Für sie sei es zudem wesentlich, sich sozial zu engagieren. „Das habe ich wahrscheinlich von meinem Vater, der war auch so ein Vereinsmensch.“ Das Zusammensein in Gruppen hat sie nicht nur als älteste von sechs Geschwistern früh geprägt. Es hat ihren Blick auf Menschen geschärft. „Schließlich ist es immer der Mensch gewesen, der mich vor allem interessiert hat“, sagt Rädler. So sei es auch im Erzählcafé spannend zu erfahren, welche Lebensgeschichten die Menschen auf den Brüser Berg gebracht hätten.

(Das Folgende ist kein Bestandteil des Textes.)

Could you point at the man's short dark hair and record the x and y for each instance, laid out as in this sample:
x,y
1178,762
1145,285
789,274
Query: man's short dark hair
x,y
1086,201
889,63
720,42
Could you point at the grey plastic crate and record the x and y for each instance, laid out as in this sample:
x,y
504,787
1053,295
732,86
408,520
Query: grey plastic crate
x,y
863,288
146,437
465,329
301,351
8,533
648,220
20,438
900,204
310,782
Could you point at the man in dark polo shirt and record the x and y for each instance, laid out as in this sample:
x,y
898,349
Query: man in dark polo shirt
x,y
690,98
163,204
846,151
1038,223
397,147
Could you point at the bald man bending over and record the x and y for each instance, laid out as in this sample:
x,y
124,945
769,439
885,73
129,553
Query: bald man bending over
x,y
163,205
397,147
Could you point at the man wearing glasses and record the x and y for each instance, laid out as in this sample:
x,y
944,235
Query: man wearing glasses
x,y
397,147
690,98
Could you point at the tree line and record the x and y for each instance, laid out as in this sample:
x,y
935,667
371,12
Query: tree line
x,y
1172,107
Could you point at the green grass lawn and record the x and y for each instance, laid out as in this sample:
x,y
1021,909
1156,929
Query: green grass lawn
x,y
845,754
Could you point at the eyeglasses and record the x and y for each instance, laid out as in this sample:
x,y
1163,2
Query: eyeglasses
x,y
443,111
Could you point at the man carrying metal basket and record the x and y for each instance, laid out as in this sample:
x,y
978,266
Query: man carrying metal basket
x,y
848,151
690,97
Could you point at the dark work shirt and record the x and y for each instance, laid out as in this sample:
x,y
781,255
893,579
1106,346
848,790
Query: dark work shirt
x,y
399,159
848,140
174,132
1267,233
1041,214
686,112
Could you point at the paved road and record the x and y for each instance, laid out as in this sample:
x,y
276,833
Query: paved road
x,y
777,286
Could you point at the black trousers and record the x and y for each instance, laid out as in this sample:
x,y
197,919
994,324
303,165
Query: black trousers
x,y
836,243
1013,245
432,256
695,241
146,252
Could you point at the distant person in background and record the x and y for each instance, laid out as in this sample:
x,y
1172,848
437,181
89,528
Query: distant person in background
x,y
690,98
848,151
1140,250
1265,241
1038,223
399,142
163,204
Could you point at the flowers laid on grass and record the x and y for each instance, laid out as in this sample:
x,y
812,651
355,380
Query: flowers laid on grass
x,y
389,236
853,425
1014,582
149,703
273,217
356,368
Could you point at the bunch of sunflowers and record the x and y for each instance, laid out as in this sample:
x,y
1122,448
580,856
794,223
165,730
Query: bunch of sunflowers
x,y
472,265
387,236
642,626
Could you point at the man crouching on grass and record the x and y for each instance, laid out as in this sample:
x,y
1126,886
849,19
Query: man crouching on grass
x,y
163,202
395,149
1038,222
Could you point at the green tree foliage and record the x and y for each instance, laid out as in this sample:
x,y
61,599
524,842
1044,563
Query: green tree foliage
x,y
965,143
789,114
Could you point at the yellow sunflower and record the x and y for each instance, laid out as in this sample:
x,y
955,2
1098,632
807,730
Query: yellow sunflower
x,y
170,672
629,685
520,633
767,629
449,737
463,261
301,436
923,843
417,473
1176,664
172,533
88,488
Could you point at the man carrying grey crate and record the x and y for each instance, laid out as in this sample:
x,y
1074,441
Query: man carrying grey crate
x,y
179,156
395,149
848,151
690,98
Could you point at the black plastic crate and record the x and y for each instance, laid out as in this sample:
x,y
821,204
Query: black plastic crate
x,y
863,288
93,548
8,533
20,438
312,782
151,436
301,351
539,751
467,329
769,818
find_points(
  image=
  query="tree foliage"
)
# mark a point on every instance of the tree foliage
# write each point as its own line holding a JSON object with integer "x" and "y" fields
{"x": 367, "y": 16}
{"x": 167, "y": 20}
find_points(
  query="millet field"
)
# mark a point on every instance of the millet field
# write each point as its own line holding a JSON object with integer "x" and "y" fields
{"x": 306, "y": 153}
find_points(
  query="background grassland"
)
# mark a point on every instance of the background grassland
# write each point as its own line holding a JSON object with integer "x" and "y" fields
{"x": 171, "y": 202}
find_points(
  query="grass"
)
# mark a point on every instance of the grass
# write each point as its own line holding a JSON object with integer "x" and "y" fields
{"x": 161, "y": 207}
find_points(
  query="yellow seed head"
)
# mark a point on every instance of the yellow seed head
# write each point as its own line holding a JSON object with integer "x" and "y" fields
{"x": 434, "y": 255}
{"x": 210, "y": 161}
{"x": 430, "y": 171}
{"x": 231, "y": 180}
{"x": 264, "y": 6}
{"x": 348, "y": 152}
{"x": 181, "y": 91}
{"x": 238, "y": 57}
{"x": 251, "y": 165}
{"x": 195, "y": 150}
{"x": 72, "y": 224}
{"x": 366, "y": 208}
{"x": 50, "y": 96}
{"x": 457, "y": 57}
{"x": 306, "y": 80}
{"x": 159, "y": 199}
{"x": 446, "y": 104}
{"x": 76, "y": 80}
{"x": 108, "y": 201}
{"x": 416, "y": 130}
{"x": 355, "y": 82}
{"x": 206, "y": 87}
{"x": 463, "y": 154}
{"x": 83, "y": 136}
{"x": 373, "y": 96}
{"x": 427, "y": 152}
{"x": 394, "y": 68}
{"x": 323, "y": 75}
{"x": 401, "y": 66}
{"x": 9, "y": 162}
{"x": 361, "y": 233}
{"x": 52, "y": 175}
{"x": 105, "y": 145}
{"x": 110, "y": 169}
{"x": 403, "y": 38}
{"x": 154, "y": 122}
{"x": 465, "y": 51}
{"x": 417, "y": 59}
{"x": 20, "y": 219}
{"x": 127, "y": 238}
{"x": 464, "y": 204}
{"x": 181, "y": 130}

Oft sind es ältere Menschen, die ihren Kindern nach Bonn gefolgt sind und sich in dem neuen Stadtteil zurechtfinden müssen.

Schon ist Rädler dabei, die Inhalte der nächsten Treffen festzulegen. „Dabei entsteht inzwischen Vieles bereits aus der Gruppe heraus“, sagt sie und ergänzt, dass es in den Zusammenkünften der Frauen schon fast familiär zugehe. Allerdings werden sie im November wegen der Corona-Maßnahmen nicht zusammenkommen. Bereits bei der letzten Corona-Pause habe man gemerkt, wie sehr der monatliche Treff fehle.